Politicians and journalists were ordered out of the building as the fire alarm sounded — and two security guards pinned Stone by both arms to the main doorway. He was later wrestled outside, into pouring rain and wind, as he shouted a favored Protestant militant slogan: "No surrender!"

British army experts examined the suspicious bag in the foyer of Stormont Parliamentary Building, but did not immediately confirm whether the bag contained explosives. Stone had tossed it at the building's security checkpoint staff, who operate metal detectors and search bags. He also appeared to have been spray-painting the entrance to Stormont with "Sinn Fein-IRA murderers" or "war criminals," but did not finish it.

Northern Ireland Secretary Peter Hain ordered an immediate investigation into what he called a "very serious breach of security."

Stone's demonstration came minutes after Protestant leader Ian Paisley refused to accept a nomination as the future leader of Northern Ireland's power-sharing administration.

Paisley, whose Democratic Unionist Party is the largest in Northern Ireland, said he would work with Sinn Fein, the IRA-linked party that represents most Catholics, only when it begins to support the police force. If that happened, Paisley said, he would accept the post.

"When Sinn Fein has fulfilled its obligations with regard to the police, the courts and the rule of law, then and only then can progress be made. There can and will be no movement until they face and sign up to their obligations," Paisley told the assembly.
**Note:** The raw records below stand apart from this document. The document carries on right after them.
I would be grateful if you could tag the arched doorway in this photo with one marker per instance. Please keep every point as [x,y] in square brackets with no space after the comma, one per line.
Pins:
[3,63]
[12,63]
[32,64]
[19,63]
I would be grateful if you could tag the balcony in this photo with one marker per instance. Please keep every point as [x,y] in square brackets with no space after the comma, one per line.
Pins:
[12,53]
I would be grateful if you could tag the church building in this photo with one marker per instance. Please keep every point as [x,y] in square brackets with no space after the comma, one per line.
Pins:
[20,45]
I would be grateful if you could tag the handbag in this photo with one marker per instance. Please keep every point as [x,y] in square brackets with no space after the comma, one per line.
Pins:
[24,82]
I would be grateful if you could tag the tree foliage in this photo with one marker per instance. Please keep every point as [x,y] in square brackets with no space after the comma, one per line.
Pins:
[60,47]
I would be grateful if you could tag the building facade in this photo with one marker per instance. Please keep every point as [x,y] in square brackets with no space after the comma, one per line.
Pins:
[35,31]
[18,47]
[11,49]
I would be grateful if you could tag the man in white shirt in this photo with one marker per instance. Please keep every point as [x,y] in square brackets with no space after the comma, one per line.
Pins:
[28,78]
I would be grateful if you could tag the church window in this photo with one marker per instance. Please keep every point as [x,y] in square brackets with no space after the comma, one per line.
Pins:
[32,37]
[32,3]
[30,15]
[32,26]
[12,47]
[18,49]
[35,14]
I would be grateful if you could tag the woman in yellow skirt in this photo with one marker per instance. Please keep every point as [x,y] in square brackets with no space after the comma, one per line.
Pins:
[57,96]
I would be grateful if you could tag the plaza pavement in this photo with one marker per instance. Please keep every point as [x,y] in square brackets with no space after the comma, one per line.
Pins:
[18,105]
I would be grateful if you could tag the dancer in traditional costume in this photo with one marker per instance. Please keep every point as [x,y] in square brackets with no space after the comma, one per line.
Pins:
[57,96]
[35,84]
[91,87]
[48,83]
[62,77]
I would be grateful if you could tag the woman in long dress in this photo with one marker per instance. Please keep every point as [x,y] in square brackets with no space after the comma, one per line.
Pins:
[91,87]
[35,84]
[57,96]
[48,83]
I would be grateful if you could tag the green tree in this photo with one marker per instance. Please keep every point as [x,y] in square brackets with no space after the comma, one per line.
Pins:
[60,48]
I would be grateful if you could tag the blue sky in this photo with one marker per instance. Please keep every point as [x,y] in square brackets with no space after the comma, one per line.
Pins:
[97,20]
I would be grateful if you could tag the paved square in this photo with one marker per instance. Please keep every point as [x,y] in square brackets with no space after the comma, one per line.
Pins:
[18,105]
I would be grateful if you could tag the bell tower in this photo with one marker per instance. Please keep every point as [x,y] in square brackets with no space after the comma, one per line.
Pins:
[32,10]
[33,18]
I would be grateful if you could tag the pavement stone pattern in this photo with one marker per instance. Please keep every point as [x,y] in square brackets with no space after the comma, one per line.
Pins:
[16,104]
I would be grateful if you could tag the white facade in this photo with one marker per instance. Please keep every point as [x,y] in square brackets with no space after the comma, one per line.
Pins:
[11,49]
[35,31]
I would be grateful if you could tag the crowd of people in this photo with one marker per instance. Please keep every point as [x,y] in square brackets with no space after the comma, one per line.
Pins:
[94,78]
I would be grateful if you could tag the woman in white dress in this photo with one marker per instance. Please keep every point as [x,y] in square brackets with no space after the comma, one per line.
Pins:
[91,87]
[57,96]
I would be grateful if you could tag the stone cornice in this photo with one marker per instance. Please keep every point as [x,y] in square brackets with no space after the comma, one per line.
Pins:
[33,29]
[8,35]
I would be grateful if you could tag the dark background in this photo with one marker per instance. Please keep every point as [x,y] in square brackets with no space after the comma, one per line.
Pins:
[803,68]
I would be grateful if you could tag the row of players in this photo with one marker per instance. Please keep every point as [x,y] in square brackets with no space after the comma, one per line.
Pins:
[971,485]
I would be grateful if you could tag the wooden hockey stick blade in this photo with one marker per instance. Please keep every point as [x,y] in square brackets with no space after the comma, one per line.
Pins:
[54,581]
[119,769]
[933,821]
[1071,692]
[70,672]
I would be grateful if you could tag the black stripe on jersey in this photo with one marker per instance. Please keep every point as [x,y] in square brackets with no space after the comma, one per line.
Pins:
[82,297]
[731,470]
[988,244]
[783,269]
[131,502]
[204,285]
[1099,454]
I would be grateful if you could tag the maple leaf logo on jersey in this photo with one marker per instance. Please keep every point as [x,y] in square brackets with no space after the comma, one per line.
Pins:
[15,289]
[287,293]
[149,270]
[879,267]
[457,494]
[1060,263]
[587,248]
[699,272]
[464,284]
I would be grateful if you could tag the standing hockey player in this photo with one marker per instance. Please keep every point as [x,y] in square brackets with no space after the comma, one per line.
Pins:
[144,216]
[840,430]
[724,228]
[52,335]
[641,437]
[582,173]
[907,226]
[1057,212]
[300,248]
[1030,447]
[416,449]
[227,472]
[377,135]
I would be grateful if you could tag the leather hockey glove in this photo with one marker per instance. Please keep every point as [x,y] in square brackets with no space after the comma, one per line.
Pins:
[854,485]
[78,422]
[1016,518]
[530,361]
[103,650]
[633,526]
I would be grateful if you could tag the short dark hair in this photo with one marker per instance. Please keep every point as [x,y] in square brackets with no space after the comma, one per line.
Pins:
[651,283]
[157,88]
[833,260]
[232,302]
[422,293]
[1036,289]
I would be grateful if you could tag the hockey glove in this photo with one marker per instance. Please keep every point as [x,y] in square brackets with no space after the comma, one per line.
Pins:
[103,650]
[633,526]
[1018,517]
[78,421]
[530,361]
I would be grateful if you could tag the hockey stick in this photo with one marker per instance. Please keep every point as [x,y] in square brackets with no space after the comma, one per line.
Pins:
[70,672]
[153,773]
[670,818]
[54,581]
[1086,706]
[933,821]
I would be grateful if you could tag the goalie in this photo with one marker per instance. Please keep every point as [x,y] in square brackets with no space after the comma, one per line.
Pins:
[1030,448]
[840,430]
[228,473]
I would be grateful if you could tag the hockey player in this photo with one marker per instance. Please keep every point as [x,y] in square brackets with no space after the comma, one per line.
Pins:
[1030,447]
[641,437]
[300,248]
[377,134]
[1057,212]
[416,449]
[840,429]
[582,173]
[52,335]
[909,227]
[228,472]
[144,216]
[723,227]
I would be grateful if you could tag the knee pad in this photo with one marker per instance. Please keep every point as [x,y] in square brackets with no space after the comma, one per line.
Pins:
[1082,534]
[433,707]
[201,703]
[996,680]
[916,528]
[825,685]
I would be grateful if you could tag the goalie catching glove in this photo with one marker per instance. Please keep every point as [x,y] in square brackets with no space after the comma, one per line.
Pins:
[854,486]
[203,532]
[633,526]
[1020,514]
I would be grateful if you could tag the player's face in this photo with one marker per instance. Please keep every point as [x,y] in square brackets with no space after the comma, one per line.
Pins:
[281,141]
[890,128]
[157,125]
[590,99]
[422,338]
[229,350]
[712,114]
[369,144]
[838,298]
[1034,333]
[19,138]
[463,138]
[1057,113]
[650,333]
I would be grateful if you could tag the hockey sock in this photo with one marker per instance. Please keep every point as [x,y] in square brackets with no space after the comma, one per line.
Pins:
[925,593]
The prime ministers of Britain and Ireland, Tony Blair and Bertie Ahern, said Stone's threat illustrated why rival British Protestant and Irish Catholic politicians should compromise and form a stable coalition as the Good Friday peace accord intended.

More than seven months ago, Blair and Ahern announced that Nov. 24 would be their final deadline for a power-sharing deal — but both on Friday shrugged off this commitment and insisted that Paisley's statement contained the hope of future progress.
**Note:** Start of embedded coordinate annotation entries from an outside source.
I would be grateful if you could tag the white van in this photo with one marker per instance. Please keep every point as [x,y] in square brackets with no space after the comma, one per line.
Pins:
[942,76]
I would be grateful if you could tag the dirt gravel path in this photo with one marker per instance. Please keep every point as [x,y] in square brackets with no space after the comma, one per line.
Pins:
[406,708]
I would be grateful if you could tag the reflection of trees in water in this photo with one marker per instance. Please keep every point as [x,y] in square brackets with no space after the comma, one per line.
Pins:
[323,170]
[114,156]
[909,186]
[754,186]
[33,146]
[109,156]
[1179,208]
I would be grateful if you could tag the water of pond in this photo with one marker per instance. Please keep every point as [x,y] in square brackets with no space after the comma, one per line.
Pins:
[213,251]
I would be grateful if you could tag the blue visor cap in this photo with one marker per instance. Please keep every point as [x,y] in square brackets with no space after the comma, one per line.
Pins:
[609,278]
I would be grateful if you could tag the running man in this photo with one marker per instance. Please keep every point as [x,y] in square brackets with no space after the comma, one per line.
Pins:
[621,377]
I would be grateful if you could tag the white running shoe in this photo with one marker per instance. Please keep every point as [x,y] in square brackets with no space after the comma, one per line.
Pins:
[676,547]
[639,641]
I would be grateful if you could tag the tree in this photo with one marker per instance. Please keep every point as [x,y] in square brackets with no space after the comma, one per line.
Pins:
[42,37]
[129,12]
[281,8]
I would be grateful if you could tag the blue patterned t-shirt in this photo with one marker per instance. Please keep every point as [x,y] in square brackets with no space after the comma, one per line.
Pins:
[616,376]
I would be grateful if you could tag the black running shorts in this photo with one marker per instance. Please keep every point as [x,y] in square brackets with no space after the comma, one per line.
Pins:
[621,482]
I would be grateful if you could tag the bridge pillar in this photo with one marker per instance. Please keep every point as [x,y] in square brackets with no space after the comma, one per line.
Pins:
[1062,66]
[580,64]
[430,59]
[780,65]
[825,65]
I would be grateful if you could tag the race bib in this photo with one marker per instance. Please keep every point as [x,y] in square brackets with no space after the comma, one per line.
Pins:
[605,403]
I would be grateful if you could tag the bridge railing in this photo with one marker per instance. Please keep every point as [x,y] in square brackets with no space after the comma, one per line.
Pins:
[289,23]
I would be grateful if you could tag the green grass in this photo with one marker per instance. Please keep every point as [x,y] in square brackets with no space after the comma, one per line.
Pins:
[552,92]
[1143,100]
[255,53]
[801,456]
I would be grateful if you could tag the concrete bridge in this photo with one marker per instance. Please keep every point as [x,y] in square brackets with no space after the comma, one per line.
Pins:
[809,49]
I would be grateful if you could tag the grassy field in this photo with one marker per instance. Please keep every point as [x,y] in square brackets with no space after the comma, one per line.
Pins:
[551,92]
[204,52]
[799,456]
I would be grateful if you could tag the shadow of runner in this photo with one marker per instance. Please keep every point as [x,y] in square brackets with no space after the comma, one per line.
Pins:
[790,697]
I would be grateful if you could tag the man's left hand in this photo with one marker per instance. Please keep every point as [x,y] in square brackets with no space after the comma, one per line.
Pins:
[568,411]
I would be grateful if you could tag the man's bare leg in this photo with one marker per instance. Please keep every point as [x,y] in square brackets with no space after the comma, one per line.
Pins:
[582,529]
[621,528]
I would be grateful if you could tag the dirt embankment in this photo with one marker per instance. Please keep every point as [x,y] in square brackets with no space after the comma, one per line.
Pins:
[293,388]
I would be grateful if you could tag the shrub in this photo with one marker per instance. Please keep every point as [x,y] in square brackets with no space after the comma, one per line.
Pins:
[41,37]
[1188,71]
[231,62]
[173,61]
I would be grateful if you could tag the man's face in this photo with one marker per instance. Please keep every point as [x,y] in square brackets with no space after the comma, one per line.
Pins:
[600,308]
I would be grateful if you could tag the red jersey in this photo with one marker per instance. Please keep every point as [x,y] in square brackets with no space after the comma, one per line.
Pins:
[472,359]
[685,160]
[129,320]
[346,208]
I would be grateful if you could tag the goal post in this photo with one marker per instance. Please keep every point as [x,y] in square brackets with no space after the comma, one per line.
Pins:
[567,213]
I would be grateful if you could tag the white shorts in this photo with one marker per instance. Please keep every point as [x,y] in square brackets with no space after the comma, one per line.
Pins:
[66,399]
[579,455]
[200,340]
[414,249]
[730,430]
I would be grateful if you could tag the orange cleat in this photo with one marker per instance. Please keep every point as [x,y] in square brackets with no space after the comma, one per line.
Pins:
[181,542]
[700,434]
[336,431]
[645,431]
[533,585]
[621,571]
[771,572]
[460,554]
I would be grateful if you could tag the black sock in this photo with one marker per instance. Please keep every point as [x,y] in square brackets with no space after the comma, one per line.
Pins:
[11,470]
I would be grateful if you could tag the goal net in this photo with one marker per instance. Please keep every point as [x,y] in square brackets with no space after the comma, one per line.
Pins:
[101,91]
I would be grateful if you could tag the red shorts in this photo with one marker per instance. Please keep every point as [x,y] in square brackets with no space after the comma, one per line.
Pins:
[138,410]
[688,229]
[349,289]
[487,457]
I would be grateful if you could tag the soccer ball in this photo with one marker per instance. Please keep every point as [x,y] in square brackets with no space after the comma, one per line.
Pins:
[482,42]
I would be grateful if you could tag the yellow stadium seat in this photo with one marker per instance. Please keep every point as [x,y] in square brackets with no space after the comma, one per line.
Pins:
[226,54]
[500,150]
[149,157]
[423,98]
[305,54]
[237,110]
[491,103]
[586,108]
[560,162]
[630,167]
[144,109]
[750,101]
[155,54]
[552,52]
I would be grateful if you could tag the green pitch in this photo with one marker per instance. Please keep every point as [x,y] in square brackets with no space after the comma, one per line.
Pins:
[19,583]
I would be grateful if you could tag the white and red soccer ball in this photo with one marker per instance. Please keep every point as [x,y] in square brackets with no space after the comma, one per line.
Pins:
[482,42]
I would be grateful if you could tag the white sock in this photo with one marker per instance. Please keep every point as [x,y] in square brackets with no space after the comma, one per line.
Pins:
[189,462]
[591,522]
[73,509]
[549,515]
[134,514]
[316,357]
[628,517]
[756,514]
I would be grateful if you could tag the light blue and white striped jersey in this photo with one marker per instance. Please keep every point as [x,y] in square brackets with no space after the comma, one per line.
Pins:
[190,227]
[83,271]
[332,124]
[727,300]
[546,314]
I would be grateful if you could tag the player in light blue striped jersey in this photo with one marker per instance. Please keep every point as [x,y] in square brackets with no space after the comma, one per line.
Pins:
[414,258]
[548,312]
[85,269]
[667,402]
Both premiers said they expected Sinn Fein to clear the way for Paisley by accepting the authority of the Police Service of Northern Ireland. Sinn Fein insists it will not take this step first, if at all.

"It seems that Michael Stone has gone on the rampage again, in a very dangerous way. But he was stopped," Ahern said in Dublin. "It just shows you exactly what we are trying to get away from in Northern Ireland."
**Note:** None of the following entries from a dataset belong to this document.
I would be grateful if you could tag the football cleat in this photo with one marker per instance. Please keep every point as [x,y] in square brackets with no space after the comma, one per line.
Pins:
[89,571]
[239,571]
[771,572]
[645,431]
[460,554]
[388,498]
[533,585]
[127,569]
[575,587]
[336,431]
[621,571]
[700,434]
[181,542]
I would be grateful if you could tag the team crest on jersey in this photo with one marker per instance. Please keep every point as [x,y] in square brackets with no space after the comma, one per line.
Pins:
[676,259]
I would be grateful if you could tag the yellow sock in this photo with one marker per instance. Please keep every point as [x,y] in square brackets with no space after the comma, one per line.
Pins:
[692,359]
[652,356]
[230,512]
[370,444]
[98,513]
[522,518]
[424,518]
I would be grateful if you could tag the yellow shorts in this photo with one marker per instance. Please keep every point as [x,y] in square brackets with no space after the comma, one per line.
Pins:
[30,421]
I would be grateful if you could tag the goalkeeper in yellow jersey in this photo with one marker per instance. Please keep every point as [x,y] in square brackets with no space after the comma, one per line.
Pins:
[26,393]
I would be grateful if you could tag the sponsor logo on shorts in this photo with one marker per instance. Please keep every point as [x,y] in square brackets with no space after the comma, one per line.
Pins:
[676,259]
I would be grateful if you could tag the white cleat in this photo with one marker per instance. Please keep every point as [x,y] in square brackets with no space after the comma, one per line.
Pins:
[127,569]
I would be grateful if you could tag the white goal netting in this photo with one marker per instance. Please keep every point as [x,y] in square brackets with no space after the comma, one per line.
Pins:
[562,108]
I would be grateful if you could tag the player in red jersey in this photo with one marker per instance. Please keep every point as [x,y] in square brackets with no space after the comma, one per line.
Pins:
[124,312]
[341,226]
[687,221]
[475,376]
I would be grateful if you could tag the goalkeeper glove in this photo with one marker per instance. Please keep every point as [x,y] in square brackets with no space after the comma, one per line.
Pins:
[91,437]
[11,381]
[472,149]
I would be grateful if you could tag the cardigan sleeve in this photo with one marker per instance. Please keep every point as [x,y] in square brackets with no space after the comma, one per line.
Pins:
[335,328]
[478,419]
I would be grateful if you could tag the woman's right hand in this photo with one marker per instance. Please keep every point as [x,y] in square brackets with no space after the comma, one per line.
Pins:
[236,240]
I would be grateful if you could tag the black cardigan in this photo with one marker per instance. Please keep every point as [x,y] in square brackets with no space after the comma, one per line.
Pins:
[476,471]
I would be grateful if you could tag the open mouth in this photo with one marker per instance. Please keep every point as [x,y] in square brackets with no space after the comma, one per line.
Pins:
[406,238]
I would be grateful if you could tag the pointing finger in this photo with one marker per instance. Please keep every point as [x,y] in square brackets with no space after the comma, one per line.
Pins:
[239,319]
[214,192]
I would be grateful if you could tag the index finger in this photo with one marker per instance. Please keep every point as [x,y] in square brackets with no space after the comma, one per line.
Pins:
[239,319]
Blair, who has closely cooperated with Ahern in brokering compromise in Northern Ireland since both premiers rose to power in 1997, said progress in Northern Ireland was difficult "because each step towards a different and better future is taken alongside the memory of a wretched and divisive past."

Stone is the living embodiment of one of Northern Ireland's most dramatic days — March 16, 1988, when he launched a solo gun-and-grenade strike on an IRA funeral. He killed three mourners, among them an IRA man, and wounded about 60 other people before a pursuing Catholic mob surrounded and badly beat him.

Stone was paroled from prison in 2000 under terms of the Good Friday pact, which permitted early releases for more than 500 convicted members of the IRA and outlawed Protestant paramilitary groups. He launched a career as an artist and also took part in a televised discussion, moderated by South African Archbishop Desmond Tutu, with relatives of a Catholic man he had shot to death in a different attack.

Friday was supposed to be the deadline for Paisley and Sinn Fein deputy leader Martin McGuinness to be nominated to the top two power-sharing posts. The event would have been purely symbolic, because the administration is not scheduled to be formed and given powers until late March.

Despite Paisley's refusal, Hain said his words were sufficient to keep the assembly intact until the end of January, when Britain plans to dissolve it anyway.

An election to a new assembly is scheduled March 7. Britain expects the members to elect all 12 members of the administration, to be led by Paisley and McGuinness, on March 14. If this happened, Britain would transfer control of Northern Ireland's 13 government departments to the administration March 26.